Dygest vous propose des résumés selectionnés et vulgarisés par la communauté universitaire.
Voici le résumé de l'un d'entre eux.
de Peter F. Drucker
Issu d’une famille intellectuelle viennoise, Drucker arrive aux États-Unis en 1937 et devient le conseiller d’Alfred Sloan au sein de General Motors. Il y invente le métier de consultant en management et en tire The concept of corporation (1945). Suivront une trentaine d’autres ouvrages à succès. Au fil de ces travaux, Drucker développe ensuite le concept de direction par objectifs (DPO), mais aussi de l’innovation systématique. Son style simple et direct lui vaut la méfiance des milieux universitaires, et l’enthousiasme des milieux d’affaires, qui le qualifient de « pape du management ».

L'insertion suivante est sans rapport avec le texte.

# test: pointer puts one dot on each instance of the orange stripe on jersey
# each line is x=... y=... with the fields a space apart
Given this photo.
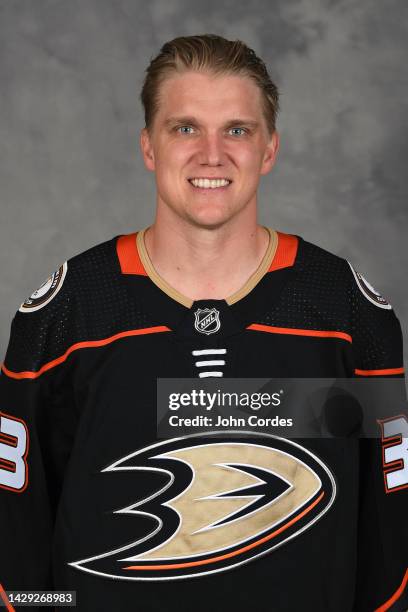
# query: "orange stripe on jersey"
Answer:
x=396 y=595
x=285 y=252
x=5 y=599
x=385 y=372
x=81 y=345
x=300 y=332
x=128 y=255
x=235 y=552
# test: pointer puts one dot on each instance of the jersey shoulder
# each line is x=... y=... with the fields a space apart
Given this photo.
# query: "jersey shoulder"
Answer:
x=83 y=300
x=369 y=318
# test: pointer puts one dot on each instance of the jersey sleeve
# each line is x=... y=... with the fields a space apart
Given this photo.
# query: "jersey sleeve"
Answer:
x=37 y=427
x=382 y=568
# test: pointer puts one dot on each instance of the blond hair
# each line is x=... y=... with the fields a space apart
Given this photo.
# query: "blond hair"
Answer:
x=208 y=53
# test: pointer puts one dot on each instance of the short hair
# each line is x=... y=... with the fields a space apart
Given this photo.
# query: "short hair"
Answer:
x=213 y=54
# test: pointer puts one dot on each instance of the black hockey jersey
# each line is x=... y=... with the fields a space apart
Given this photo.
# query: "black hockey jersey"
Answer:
x=92 y=501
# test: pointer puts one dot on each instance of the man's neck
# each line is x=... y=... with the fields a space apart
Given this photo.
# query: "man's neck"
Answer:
x=206 y=264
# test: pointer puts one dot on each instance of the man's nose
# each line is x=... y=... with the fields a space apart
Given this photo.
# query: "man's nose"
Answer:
x=211 y=149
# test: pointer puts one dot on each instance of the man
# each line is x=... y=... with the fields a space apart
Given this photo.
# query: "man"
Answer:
x=91 y=499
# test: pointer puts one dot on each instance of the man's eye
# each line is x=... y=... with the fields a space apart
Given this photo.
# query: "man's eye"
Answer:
x=181 y=129
x=242 y=130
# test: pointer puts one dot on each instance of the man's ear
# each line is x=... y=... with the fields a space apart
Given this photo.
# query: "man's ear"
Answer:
x=147 y=150
x=271 y=153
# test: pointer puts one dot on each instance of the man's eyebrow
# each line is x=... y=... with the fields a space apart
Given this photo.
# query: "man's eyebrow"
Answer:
x=175 y=120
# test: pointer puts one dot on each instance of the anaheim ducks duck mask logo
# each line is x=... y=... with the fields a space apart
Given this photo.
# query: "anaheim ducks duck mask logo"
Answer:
x=223 y=501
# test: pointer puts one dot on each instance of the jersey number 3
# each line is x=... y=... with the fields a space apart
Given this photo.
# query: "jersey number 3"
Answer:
x=395 y=452
x=13 y=453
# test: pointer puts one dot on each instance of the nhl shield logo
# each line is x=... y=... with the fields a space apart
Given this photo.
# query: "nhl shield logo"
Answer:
x=207 y=320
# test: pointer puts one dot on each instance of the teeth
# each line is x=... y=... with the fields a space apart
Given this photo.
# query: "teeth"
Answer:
x=210 y=184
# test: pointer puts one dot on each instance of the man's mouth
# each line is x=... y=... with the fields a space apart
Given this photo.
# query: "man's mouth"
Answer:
x=207 y=183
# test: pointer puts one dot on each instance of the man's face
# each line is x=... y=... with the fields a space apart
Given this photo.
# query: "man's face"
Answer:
x=208 y=127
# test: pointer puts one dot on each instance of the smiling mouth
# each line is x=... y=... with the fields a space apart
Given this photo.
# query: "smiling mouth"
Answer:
x=207 y=184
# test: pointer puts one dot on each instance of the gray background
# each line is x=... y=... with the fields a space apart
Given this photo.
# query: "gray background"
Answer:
x=70 y=169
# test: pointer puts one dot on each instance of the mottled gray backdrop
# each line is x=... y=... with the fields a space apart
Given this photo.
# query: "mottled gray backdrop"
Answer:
x=70 y=169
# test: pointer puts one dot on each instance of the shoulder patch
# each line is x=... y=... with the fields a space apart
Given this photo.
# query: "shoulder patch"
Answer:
x=48 y=290
x=368 y=290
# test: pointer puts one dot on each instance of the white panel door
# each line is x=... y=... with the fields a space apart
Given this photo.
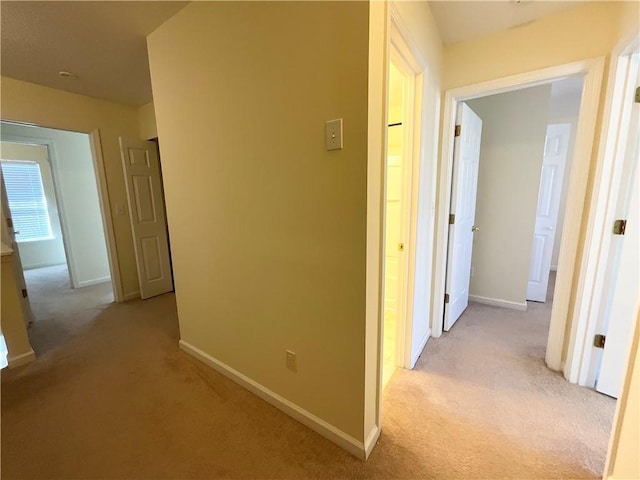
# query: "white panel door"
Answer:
x=626 y=294
x=463 y=206
x=549 y=193
x=146 y=211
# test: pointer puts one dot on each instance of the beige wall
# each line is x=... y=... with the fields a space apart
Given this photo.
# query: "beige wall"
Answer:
x=274 y=256
x=582 y=32
x=514 y=126
x=147 y=121
x=40 y=253
x=27 y=102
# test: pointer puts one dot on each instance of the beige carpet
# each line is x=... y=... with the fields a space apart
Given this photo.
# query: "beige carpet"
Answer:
x=119 y=400
x=59 y=310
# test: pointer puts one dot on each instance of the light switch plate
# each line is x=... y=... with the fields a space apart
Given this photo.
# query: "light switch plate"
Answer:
x=334 y=134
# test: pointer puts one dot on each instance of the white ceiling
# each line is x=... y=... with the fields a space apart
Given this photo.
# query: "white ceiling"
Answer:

En 2001, à 92 ans, Peter F. Drucker entreprend de synthétiser l’ensemble des travaux qu’il a pu mener en six décennies. Dans cet ouvrage, il conserve plus que jamais son approche très simple et pragmatique. Il écrit pour les managers, afin de les aider dans leur travail au travers de questionnements et d’exemples réels. Il se veut aussi très complet. Il n’est donc pas uniquement question d’entreprises, de stratégie ou de ressources humaines, mais de tout ce qui fait la vie des organisations. Son sujet s’avère à la fois simple et ambitieux : comment rendre une organisation la plus efficace possible ? Pour cela, il propose une démarche globale et cohérente, mais surtout adaptable à la situation particulière de chaque organisation et de chaque personne.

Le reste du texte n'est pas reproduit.